After getting these addresses of APIs, shellcode allocated memory and retrieved the HANDLE of kernel32. We were wondering why the author of shellcode had used repeatedly the decryption function to get addresses of APIs before shellcode allocated memory and read data from .DOC file.
1. debug016:00350157 loc_350157: ; CODE XREF: debug016:0035014Aj
2. debug016:00350157 push 0
3. debug016:00350159 push 0
4. debug016:0035015B push dword ptr [ebp-18h] ; offset 0x1A830
5. debug016:0035015E push dword ptr [ebp-4] ; hFile
6. debug016:00350161 call dword ptr [ebp-40h] ; call SetFilePointer
7. debug016:00350164 push dword ptr [ebp-14h]
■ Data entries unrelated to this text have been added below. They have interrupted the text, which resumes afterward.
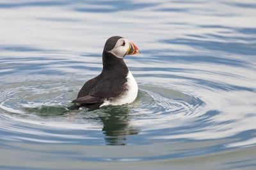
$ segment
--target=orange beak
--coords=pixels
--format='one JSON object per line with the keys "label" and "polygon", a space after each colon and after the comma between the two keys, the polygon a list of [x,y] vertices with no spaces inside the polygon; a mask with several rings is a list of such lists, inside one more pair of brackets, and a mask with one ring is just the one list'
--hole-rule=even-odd
{"label": "orange beak", "polygon": [[127,50],[127,55],[134,55],[140,53],[139,49],[138,49],[133,42],[129,41],[129,45],[130,46],[130,49]]}

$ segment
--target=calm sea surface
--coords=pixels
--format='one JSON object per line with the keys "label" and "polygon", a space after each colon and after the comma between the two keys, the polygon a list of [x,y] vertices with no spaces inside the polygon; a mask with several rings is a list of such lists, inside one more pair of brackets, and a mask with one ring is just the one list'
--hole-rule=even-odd
{"label": "calm sea surface", "polygon": [[[68,111],[115,35],[131,104]],[[0,0],[0,169],[256,169],[256,1]]]}

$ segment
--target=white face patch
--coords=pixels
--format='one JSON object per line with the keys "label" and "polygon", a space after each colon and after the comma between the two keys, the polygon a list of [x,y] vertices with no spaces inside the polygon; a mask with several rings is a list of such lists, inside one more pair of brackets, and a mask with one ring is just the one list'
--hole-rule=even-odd
{"label": "white face patch", "polygon": [[116,42],[115,47],[108,52],[112,53],[118,58],[124,58],[129,49],[130,45],[129,44],[129,41],[122,38],[119,39]]}

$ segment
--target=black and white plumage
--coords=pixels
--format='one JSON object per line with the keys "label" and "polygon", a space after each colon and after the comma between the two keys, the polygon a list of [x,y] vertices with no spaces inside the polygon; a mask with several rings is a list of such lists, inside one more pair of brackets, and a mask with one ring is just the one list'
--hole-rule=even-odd
{"label": "black and white plumage", "polygon": [[118,36],[109,38],[103,50],[102,72],[84,84],[72,102],[76,105],[70,109],[132,103],[137,97],[138,85],[124,58],[138,53],[140,50],[132,42]]}

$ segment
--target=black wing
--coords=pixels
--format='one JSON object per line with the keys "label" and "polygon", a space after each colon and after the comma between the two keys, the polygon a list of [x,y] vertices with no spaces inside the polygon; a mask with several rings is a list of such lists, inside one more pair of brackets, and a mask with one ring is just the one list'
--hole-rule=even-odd
{"label": "black wing", "polygon": [[115,97],[126,90],[124,89],[124,85],[127,82],[125,77],[100,78],[100,75],[86,82],[78,93],[77,98],[72,103],[103,103],[104,98]]}

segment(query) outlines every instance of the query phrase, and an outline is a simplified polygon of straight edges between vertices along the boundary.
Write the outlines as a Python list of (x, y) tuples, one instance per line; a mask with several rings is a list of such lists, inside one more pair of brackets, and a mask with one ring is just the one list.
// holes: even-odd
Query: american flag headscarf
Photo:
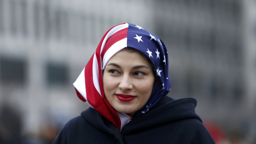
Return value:
[[(135, 49), (148, 58), (157, 79), (148, 101), (133, 117), (114, 109), (105, 98), (102, 83), (102, 70), (108, 60), (126, 47)], [(104, 35), (96, 51), (74, 83), (77, 94), (121, 130), (132, 118), (134, 119), (147, 113), (170, 92), (167, 54), (162, 40), (142, 27), (127, 23), (114, 26)]]

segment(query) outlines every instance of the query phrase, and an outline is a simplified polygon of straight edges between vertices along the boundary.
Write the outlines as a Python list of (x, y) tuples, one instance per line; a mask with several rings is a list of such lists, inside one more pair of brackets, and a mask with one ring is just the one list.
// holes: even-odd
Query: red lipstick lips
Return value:
[(132, 95), (123, 94), (116, 94), (116, 97), (122, 102), (130, 102), (135, 98), (135, 96)]

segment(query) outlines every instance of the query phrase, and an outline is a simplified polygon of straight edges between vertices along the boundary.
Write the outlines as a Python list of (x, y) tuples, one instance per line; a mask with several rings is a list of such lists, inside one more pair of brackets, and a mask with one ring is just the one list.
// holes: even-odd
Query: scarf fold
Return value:
[[(116, 111), (105, 98), (103, 89), (102, 72), (106, 65), (115, 54), (126, 47), (134, 48), (148, 58), (157, 79), (149, 100), (133, 117)], [(164, 43), (153, 33), (127, 23), (114, 26), (104, 35), (74, 83), (77, 96), (121, 130), (132, 118), (146, 113), (170, 92), (167, 54)]]

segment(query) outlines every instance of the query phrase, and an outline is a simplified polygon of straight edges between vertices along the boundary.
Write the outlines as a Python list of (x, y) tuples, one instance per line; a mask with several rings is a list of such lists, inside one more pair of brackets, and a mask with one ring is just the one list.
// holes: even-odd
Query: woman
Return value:
[(214, 143), (195, 100), (166, 95), (167, 54), (160, 38), (139, 26), (109, 29), (74, 83), (90, 108), (54, 143)]

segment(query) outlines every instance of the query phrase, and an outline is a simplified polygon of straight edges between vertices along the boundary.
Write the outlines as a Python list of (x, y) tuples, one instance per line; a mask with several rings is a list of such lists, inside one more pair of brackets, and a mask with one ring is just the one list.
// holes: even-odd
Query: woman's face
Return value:
[(116, 110), (133, 116), (149, 98), (155, 78), (145, 56), (126, 49), (108, 61), (103, 73), (103, 86), (106, 99)]

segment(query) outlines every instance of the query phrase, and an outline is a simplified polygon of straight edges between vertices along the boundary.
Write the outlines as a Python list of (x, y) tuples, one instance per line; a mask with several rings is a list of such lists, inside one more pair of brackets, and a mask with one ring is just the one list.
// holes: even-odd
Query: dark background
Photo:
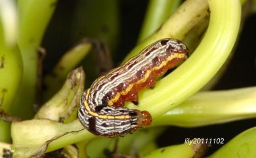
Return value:
[[(44, 61), (44, 73), (50, 71), (62, 54), (75, 43), (70, 39), (74, 7), (77, 1), (59, 1), (57, 8), (47, 30), (42, 46), (47, 54)], [(119, 1), (119, 45), (115, 58), (117, 65), (135, 45), (145, 13), (147, 0)], [(245, 21), (238, 47), (231, 62), (215, 90), (255, 86), (256, 85), (256, 14)], [(181, 144), (185, 138), (223, 138), (226, 143), (236, 135), (256, 125), (256, 119), (234, 121), (224, 125), (184, 128), (170, 127), (158, 140), (160, 146)], [(208, 154), (221, 145), (210, 148)]]

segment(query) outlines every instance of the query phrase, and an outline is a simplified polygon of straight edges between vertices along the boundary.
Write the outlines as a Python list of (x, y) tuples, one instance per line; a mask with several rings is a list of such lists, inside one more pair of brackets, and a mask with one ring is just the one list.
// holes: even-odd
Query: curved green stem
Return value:
[[(14, 1), (0, 3), (0, 109), (9, 112), (16, 96), (22, 64), (16, 46), (16, 9)], [(10, 124), (0, 120), (0, 141), (10, 141)]]
[(239, 1), (232, 0), (213, 0), (209, 4), (209, 28), (193, 54), (158, 81), (154, 90), (140, 93), (139, 108), (131, 103), (129, 108), (149, 111), (154, 121), (199, 90), (218, 71), (236, 39), (241, 5)]
[(38, 84), (39, 56), (43, 33), (57, 0), (18, 0), (20, 16), (18, 44), (22, 56), (24, 73), (14, 105), (13, 115), (31, 118)]
[(158, 39), (163, 38), (182, 39), (190, 29), (207, 14), (207, 9), (208, 3), (205, 0), (184, 1), (157, 32), (133, 49), (125, 57), (123, 63)]
[(169, 157), (170, 155), (173, 158), (189, 158), (193, 157), (194, 154), (193, 146), (183, 144), (154, 150), (143, 158)]
[(152, 125), (186, 127), (256, 117), (256, 87), (202, 92), (158, 117)]
[(138, 41), (142, 41), (155, 31), (181, 3), (181, 0), (150, 0)]
[(253, 158), (256, 155), (255, 148), (256, 127), (253, 127), (236, 136), (207, 158)]

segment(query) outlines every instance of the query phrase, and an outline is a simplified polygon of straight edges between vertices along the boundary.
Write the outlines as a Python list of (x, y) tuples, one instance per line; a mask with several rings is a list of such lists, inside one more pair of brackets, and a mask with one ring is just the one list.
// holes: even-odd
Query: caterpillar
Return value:
[(181, 41), (163, 39), (100, 77), (81, 96), (78, 110), (81, 123), (91, 133), (106, 137), (124, 136), (150, 125), (148, 111), (125, 108), (125, 102), (137, 105), (137, 92), (154, 88), (156, 78), (182, 63), (188, 52)]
8. debug016:00350167 push 40h
9. debug016:00350169 call dword ptr [ebp-34h] ; call GlobalAlloc
10. debug016:0035016C mov [ebp-0Ch], eax ; Allocate 7B2 bytes
11. debug016:0035016F push 0
12. debug016:00350171 lea eax, [ebp-1Ch]
13. debug016:00350174 push eax
14. debug016:00350175 push dword ptr [ebp-14h] ; size=0x7B2
15. debug016:00350178 push dword ptr [ebp-0Ch] ; Buffer
16. debug016:0035017B push dword ptr [ebp-4] ; hFile
17. debug016:0035017E call dword ptr [ebp-3Ch] ; call ReadFile
18. debug016:00350181 mov eax, [ebp-0Ch]
20. debug016:00350184 JMP_To_Dropper_: ; Jump to dropper in .DOC
21. debug016:00350184 jmp eax
During analyzing, we detected that the shellcode executed a different code in .DOC file (we called this new code as shellcode2) by moving 0x7B2 bytes from the location of 0x1A830 value to allocated buffer, and then, shellcode were jumping straight into this buffer.
Because of getting errors when debugging shellcode2 by IDA Pro, we decided to extract shellcode2 by the 010 Editor tool and called shellcode2 as âDropperâ for convenient using. We stored the hex code of the Dropper into a .BIN file and started to analyze the Dropper.